No, It’s Not ‘O-Taay!’


Remember Buckwheat? Whatever happened to the young actor who played the character in “The Little Rascals” and then took a dive into oblivion?

ABC’s respected investigative reporting show, 20/20,  decided to find out. In October, 1990, the show claimed it had tracked down Buckwheat to Tempe, Arizona where, sadly, he worked as a grocery bagger. In the televised interview. ‘Buckwheat’ told his sad tale and many viewers felt sorry for him. Some sent money.

It was a great ‘riches-to-rags’ story except for one thing: the real Buckwheat, William Thomas, died over 10-years before the 20/20 show. His IMPOSTOR, Bill English, pretended to be Buckwheat for over 30-years! Uh, oh.

Within a week, a red-faced ABC admitted its mistake, fired the producer of the piece – and was sued by the child star’s son.

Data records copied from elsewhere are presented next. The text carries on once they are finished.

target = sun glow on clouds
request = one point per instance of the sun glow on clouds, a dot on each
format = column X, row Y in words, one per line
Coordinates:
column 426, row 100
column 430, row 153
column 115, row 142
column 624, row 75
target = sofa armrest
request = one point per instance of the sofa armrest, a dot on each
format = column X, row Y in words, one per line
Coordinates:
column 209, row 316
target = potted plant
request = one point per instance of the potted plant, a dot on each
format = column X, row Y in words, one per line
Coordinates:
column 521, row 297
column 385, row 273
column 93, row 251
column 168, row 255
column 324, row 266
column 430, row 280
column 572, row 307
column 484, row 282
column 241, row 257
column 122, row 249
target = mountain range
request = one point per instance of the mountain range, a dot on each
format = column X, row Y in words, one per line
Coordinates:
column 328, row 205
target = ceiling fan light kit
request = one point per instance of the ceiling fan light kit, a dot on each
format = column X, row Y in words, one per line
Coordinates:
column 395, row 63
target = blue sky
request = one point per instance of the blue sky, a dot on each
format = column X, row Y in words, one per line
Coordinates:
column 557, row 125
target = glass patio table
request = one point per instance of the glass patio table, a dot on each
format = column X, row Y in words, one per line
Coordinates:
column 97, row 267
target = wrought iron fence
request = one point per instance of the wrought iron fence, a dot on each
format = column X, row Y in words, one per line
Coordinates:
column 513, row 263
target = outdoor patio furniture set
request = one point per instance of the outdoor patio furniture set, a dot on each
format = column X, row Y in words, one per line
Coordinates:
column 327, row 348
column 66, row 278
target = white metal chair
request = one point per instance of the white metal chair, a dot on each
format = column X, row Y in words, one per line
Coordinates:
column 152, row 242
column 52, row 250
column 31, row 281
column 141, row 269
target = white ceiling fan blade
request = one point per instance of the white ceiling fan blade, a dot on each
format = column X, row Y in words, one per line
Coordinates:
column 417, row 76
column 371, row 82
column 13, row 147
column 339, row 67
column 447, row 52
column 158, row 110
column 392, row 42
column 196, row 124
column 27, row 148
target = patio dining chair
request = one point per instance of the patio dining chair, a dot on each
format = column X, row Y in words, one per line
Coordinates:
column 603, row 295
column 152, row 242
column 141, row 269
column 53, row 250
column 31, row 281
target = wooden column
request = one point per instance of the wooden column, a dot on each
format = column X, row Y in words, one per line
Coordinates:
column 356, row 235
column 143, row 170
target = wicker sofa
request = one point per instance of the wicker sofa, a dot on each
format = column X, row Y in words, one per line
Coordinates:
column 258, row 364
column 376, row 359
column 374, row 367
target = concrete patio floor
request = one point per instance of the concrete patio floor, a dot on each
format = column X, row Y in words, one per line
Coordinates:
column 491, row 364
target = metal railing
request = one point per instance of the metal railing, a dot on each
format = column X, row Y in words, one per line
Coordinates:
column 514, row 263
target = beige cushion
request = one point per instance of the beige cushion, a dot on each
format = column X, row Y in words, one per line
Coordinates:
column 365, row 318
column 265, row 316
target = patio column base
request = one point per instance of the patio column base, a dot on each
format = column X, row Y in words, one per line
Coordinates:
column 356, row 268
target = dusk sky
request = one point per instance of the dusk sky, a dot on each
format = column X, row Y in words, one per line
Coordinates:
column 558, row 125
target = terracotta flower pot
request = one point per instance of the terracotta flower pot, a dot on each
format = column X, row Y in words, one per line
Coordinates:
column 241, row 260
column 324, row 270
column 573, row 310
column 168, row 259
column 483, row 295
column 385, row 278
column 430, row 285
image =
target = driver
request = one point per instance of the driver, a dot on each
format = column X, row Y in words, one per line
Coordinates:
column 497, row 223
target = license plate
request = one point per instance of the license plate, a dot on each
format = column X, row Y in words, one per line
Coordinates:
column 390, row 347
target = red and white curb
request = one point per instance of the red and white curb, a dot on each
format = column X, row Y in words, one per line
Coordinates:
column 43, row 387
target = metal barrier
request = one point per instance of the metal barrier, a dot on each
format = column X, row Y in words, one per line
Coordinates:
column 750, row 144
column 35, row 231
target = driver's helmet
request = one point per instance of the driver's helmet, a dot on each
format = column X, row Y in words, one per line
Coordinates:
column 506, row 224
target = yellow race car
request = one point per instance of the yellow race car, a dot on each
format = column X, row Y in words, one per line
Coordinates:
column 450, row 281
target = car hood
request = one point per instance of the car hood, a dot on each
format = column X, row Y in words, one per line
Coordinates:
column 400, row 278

William Thomas wouldn’t have liked any of this. He was a quiet, modest man, who worked for many years in Hollywood as a film lab technician. And he never could understand the nostalgia that was making the ‘Rascals” series famous again.

Nonetheless, in 1980, Mr. Thomas reluctantly accepted an invitation to a ‘Nostalgia TV’ convention. He doubted many people would even remember the show – much less what he considered his minor contribution. He was wrong. Even before his introduction was finished, the audience burst into a spontaneous, loud and long, standing ovation which moved him to tears.

It was Buckwheat’s last shining moment. Just three months later, Mr. William Thomas dropped dead of a heart attack. He was 49.

One Response to “No, It’s Not ‘O-Taay!’”

  1. Joseph Belle-Isle says:

    Our TV News went down to Jacksonville Fla’s 8th and Main and asked all the black folks which one was Buckwheat. Offering what looked like a blank check, which it was-for the newsteams lunch’
    The 1st brother said, “I an Buckweat!”
    the 2nd brother said louder, “NO!! I am Buckweat!!”
    3rd one stood up and faced the wall and yelled”I AM BUCKWEAT!!!”
    The entire crowd hanging out selling crack and their sisters ALL started proclaiming, “I AM BUCKWEAT!” HELL NO I AM!” “BULLSHIT MOTHER!I AM.”
    Switchblades were pulled and a small armed army formed.
    And a cop walked up to the reporter and told him, “I wish you guys would quit walking up to a full paddy wagon at lunchtime and asking that question!”
    But the reporter defiantly looked back and said, “I AM SPARTACUS!!”